Ye Wei, Jiang Fei, Li Zhaoxing, Zhao Lei, Wang Jiaoyu, Wang Hongkai
College of Control Science and Engineering, Zhejiang University, Hangzhou 310027, China.
Huzhou Institute of Zhejiang University, Huzhou, China.
Plant Dis. 2025 Jun;109(6):1328-1339. doi: 10.1094/PDIS-08-24-1685-RE. Epub 2025 Jun 19.
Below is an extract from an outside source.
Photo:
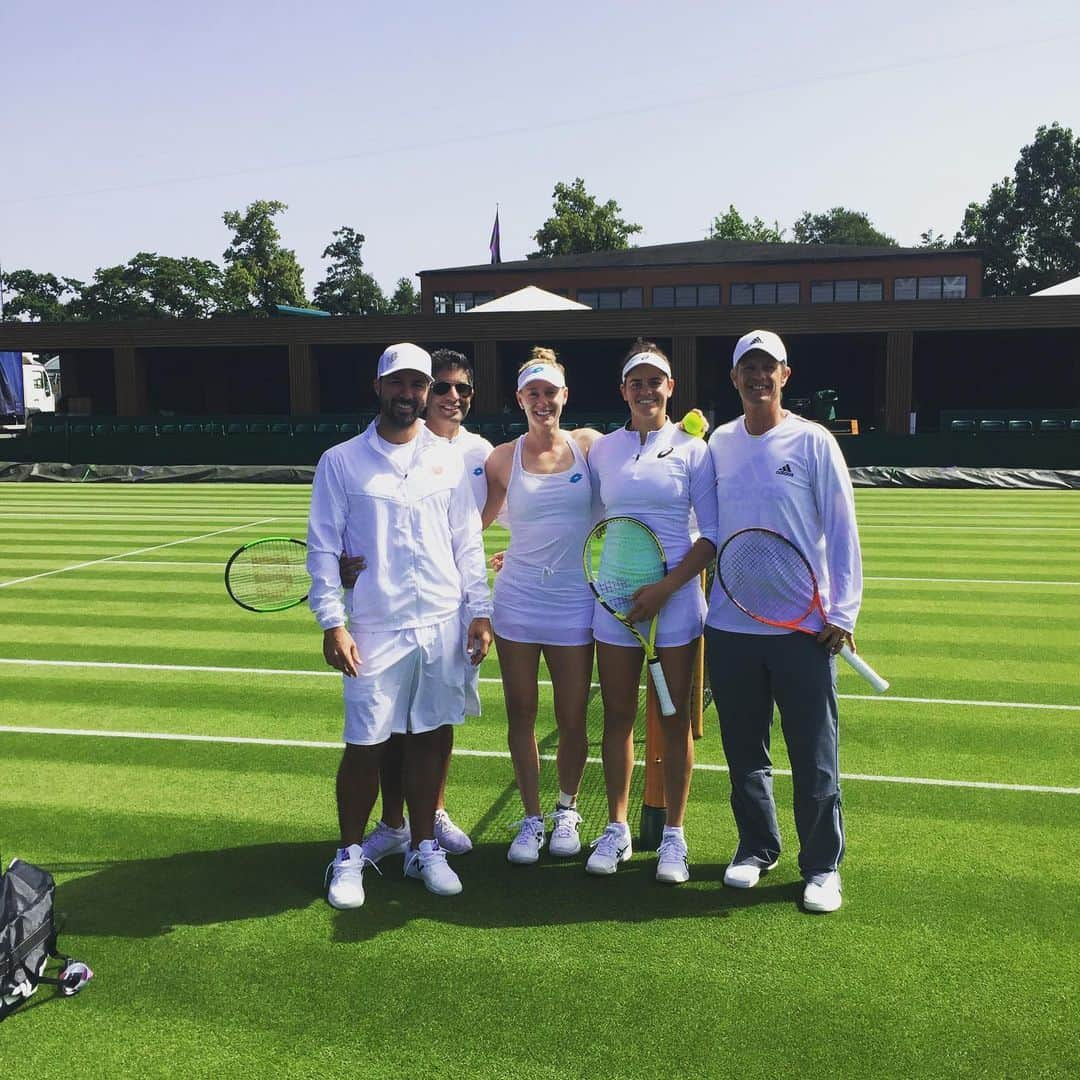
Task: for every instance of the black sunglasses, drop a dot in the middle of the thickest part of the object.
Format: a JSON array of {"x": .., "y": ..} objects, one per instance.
[{"x": 463, "y": 389}]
To meet the need of crop leaf disease detection in complex scenarios, this study designs a method based on the computing power of mobile devices that ensures both detection accuracy and real-time efficiency, offering significant practical application value. Based on a comparison with existing mainstream detection models, this paper proposes a target detection and recognition algorithm, TG_YOLOv5, which utilizes multidimensional data fusion on the YOLOv5 model. The Triplet Attention mechanism and C3CBAM module are incorporated into the network structure to capture connections between spatial and channel dimensions of input feature maps, thereby enhancing the model's feature extraction capabilities without significantly increasing the parameter count. The GhostConv lightweight module is used to construct the backbone network, reducing model complexity, shrinking the model size, and improving detection speed. A self-constructed rice leaf disease dataset is used for experimentation. Results show that TG_YOLOv5 achieves a mean Average Precision (mAP) of 98.3% and a recall rate of 97.2%, representing a 1.2% improvement in mAP and a 4.3% improvement in recall over the traditional YOLOv5 algorithm. The trained lightweight model is then deployed on a Raspberry Pi using the mobile neural network (MNN) engine for acceleration, showing a 73.8% increase in detection speed across models after MNN acceleration. Additionally, this model achieves satisfactory detection accuracy and speed on apple and tomato datasets, validating its generalization ability. This research provides a theoretical foundation for remote real-time detection of rice diseases in agriculture.
为满足复杂场景下作物叶片病害检测的需求,本研究基于移动设备的计算能力设计了一种方法,该方法兼顾检测精度和实时效率,具有重要的实际应用价值。通过与现有主流检测模型对比,本文提出了一种目标检测与识别算法TG_YOLOv5,该算法在YOLOv5模型上进行了多维数据融合。将三重注意力机制和C3CBAM模块融入网络结构,以捕捉输入特征图空间维度和通道维度之间的联系,从而在不显著增加参数数量的情况下增强模型的特征提取能力。使用GhostConv轻量级模块构建主干网络,降低模型复杂度,缩小模型规模,提高检测速度。利用自行构建的水稻叶片病害数据集进行实验。结果表明,TG_YOLOv5的平均精度均值(mAP)达到98.3%,召回率为97.2%,相较于传统YOLOv5算法,mAP提高了1.2%,召回率提高了4.3%。随后,使用移动神经网络(MNN)引擎将训练好的轻量级模型部署到树莓派上进行加速,MNN加速后各模型的检测速度提高了73.8%。此外,该模型在苹果和番茄数据集上也取得了令人满意的检测精度和速度,验证了其泛化能力。本研究为农业中水稻病害的远程实时检测提供了理论基础。